Distribution of a random measure is determined by the characteristic function I ham trying to understand a proof from a book I am reading. It says the proof follows directly from the prior theorem and I just can't see that.
Let $X$ be a random measure on a locally finite, seperable topological Room $E$.
Theorem: The distribution $P_X$ of a random measure X is defined by both the values of the Laplace-Transformation $L_X(f), f \in C^+_c(E)$ and the values of the characteristic function $\phi_X(f), f \in C_c(E)$
with
$$L_X(f) = \mathbb{E}[exp(-\int f dX)]$$
$$\phi_X(f) = \mathbb{E}[exp(i\int f dX)]$$
Proof: This follows directly from the prior theorem and the Laplace-transformation/the characteristic function being unique.
I am sitting here for some while now and not seeing it. The prior theorem is:
The distribution $P_X$ of a random measure X is distinctly determined by the distribution of
$$((I_{f_1}, .., I_{f_n}): n \in \mathbb{N}; f_1, ... ,f_n \in C_c^+(E))$$
as well as by the distribution of
$$((I_{A_1}, ..., I_{A_n}): n \in \mathbb{N}; A_1, ..., A_n \in B_b(E), A_i \cap A_j = \emptyset \text{ for } i \neq j)$$
With 


*

*$I_f(\mu) = \int f d\mu$

*$I_A(\mu) = \mu(A)$

*$B_b$ the relative compact borel sets (their closure is compact)

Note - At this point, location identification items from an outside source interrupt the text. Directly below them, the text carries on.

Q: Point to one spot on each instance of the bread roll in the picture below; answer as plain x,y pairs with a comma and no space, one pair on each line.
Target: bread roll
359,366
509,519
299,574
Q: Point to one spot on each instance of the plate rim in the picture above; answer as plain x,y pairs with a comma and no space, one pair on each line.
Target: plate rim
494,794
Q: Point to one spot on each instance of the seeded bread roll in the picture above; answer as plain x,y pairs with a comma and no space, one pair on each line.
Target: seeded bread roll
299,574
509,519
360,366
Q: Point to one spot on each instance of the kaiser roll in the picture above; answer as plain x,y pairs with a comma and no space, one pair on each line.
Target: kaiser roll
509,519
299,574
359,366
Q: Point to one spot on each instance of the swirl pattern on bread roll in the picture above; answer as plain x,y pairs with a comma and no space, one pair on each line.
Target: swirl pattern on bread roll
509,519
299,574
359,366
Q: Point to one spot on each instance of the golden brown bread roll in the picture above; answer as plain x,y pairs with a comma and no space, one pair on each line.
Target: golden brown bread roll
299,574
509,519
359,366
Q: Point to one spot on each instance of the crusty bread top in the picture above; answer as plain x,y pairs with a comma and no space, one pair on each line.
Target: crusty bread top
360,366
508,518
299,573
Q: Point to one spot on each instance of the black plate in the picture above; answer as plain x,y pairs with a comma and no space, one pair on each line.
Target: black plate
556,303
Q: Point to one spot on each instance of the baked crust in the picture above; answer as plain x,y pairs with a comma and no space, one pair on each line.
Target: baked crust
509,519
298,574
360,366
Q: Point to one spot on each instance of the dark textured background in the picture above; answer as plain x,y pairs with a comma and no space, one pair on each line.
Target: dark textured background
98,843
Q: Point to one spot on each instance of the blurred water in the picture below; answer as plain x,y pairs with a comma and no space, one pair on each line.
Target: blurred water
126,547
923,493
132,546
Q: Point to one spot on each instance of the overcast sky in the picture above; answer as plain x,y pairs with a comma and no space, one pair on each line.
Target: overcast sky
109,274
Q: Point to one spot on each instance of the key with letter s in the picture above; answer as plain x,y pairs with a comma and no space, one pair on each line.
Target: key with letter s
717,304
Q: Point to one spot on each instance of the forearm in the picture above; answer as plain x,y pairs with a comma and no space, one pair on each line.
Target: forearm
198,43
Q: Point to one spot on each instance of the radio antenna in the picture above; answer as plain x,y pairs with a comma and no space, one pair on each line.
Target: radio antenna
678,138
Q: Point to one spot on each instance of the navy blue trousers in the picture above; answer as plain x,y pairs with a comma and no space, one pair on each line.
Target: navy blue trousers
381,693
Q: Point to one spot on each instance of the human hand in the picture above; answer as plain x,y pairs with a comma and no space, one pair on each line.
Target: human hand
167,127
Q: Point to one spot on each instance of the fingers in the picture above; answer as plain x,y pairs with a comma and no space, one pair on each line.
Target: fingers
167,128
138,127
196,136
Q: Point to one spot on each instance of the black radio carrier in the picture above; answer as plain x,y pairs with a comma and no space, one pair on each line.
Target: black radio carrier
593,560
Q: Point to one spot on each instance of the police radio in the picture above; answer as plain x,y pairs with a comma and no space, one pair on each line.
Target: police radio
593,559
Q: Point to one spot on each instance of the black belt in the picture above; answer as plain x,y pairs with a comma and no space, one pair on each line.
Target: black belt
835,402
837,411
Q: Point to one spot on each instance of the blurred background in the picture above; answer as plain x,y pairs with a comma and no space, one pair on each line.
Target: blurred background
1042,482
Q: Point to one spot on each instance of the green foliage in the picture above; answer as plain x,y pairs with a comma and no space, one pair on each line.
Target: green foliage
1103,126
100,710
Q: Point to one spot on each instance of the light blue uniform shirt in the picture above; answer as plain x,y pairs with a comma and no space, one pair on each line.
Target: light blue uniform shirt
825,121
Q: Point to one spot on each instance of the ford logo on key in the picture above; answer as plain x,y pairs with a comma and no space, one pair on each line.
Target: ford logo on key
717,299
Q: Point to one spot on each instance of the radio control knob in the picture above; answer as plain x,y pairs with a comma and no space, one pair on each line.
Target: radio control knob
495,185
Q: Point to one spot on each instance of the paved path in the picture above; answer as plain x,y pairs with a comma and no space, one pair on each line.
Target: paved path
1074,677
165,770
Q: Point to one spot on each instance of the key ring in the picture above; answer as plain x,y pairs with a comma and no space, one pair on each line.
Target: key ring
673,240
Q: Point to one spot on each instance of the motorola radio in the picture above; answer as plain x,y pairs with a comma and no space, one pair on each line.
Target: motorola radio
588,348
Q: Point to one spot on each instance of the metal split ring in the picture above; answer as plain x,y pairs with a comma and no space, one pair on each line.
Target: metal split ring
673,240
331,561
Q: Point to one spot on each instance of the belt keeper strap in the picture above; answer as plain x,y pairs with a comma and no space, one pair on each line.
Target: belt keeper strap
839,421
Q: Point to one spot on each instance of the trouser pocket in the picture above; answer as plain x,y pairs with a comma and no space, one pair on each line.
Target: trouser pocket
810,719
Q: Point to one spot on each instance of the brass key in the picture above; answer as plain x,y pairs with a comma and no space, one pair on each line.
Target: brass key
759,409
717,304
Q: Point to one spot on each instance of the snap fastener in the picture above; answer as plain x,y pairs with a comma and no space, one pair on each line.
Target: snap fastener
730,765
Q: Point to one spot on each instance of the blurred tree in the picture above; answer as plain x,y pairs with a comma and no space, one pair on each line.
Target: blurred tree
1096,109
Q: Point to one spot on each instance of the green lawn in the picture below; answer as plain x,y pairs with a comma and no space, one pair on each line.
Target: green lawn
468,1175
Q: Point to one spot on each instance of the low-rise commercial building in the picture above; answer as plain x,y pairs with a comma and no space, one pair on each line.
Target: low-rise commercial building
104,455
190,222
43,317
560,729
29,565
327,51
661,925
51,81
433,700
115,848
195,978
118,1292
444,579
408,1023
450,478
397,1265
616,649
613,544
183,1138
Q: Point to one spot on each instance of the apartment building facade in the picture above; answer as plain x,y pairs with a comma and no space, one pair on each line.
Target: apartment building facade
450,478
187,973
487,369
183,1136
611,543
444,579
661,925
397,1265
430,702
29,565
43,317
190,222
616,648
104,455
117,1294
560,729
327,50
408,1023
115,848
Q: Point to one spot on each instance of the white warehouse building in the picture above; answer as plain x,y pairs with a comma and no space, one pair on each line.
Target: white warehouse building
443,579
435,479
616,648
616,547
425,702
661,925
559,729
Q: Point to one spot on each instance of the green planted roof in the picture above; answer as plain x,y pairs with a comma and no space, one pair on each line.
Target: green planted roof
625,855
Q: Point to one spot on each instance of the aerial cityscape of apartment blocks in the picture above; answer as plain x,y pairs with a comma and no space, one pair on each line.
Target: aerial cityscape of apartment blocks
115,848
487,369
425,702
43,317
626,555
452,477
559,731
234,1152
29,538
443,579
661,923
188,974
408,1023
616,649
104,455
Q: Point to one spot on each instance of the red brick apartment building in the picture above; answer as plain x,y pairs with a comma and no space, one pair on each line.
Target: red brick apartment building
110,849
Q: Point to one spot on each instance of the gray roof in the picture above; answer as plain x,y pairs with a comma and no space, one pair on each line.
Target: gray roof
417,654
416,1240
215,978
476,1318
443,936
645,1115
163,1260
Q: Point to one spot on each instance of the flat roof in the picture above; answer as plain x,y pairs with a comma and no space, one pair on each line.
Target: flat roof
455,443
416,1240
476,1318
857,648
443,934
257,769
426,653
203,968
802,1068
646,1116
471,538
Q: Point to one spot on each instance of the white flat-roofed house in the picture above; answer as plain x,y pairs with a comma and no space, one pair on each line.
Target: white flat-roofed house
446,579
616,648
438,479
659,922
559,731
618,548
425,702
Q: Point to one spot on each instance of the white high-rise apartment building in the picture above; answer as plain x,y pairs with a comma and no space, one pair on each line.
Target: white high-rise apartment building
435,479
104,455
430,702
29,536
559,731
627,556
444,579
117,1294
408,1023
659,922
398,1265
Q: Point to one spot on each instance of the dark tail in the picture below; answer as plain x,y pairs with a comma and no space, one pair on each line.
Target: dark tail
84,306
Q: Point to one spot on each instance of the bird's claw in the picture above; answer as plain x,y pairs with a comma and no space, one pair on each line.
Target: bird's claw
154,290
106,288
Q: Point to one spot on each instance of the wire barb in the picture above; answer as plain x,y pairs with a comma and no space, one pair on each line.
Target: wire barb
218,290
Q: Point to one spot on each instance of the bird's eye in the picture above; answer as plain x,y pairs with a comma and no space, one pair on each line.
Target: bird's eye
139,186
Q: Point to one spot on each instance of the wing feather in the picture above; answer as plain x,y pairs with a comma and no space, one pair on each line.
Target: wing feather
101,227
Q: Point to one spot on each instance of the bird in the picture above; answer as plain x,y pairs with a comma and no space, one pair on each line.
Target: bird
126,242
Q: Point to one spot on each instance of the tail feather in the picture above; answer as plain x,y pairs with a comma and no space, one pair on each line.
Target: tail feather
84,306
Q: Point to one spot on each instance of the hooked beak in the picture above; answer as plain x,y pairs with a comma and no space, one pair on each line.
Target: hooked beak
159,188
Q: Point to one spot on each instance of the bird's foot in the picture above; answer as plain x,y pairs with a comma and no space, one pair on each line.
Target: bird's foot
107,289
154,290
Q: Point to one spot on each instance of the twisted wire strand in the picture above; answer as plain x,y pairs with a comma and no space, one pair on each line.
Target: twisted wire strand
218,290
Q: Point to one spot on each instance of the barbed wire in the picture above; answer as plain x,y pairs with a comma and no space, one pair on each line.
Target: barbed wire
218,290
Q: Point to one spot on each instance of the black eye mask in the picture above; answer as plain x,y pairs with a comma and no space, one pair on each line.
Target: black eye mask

Any help, tips, whatsoever are highly appreciated!
 A: Argue something like this: Suppose $\phi_X(f) = \phi_{X'}(f)$ for every $f$. Pick sets $A_1,\ldots,A_n$ in $B_b$ and constants $t_1,\ldots,t_n$ and put $f=\sum t_i \chi_{A_i}$, where $\chi_{A_i}$ is the indicator function of set $A_i$ (taking value $1$ on $A_i$ and $0$ elsewhere). By assumption,
$$\mathbb{E}[\exp(i\int f\, dX)] = \mathbb{E}[\exp(i\int f\, dX')]\tag{*}
$$
But $\int f\,dX=\int\sum t_i\chi_{A_i}\,dX = \sum t_i\int \chi_{A_i}\,dX=\sum t_i X(A_i)$. The equality (*) holds for all choices of $t_1,\ldots,t_n$, so by uniqueness of characteristic functions in $\mathbb R^n$, the collection $(X(A_1),\ldots,X(A_n))$ has the same joint distribution as the collection $(X'(A_1),\ldots,X'(A_n))$. Now apply the second half of the prior theorem.
A: I found the solution:
If $f \in C_c(E)$, then $\forall t \in \mathbb{R}: t * f \in C_c$. For $f_1, ... f_n \in C_c(E), t \in \mathbb{R^n}$ set $f = (f_1, ..., f_n)$
$$\phi_X(t \cdot f) = \mathbb{E}[\exp(i t \cdot I_f(X))] = \int_E \exp(it \cdot x) d\mathbb{P}_{I_f \circ X}$$
From the uniqueness of the characteristic function $\mathbb{P}_{I_f \circ X}$ is uniquly defined through this. From the prior theorem we know that because we chose $(f_1, ..., f_n)$ arbitary this uniquly defines the distribution $\mathbb{P}_{X}$